I completed a 3-week study abroad to Leon, Mexico, in 2003 (when I was an undergrad student) and it was an unforgettable experience. Granted, I was living with a family that didn’t speak English, and it was a program about veterinary science. So I’m expecting this trip to be quite a lot different. I truly believe that the more you push yourself out of your comfort zone, the more new perspectives you get on life and the more you grow. The easiest way to get out of that zone is to travel abroad. Luckily MSU has one of the best study abroad programs in the nation.

The hardest part about preparing for a trip like this is dropping whatever expectations that are in my mind. I have learned through other travels that no place is ever how I expect. My second rule is to always, ALWAYS have a camera with me. The third rule, according to Sandra Combs, is to bring American peanut butter along. Hell, she must know what she’s talking about.
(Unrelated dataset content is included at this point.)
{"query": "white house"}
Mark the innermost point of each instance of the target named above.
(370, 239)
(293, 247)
In about two weeks I’ll be in London, jet lagged, culture shocked and generally overwhelmed. But in the great words of Hunter S. Thompson, “Buy the ticket. Take the ride.”

G’day, mate!

Posted in Australia by Administrator on the April 24th, 2007

I’m Amanda Peterka, and I am going to be a second year junior next year in Journalism with a specialization in Asian Studies. I am headed to Australia this summer for the journalism program, Australia: Media, Tourism, Environment and Cultural Issues. It’s going to be amazing. The program runs six weeks, and afterwards I am backpacking by myself through New Zealand for two and a half weeks! I’ve traveled a lot in my life, but never completely by myself. It will be a new experience for me, and I’m looking forward to updating you on any adventures I have and any exceptional Aussie gentlemen that I meet.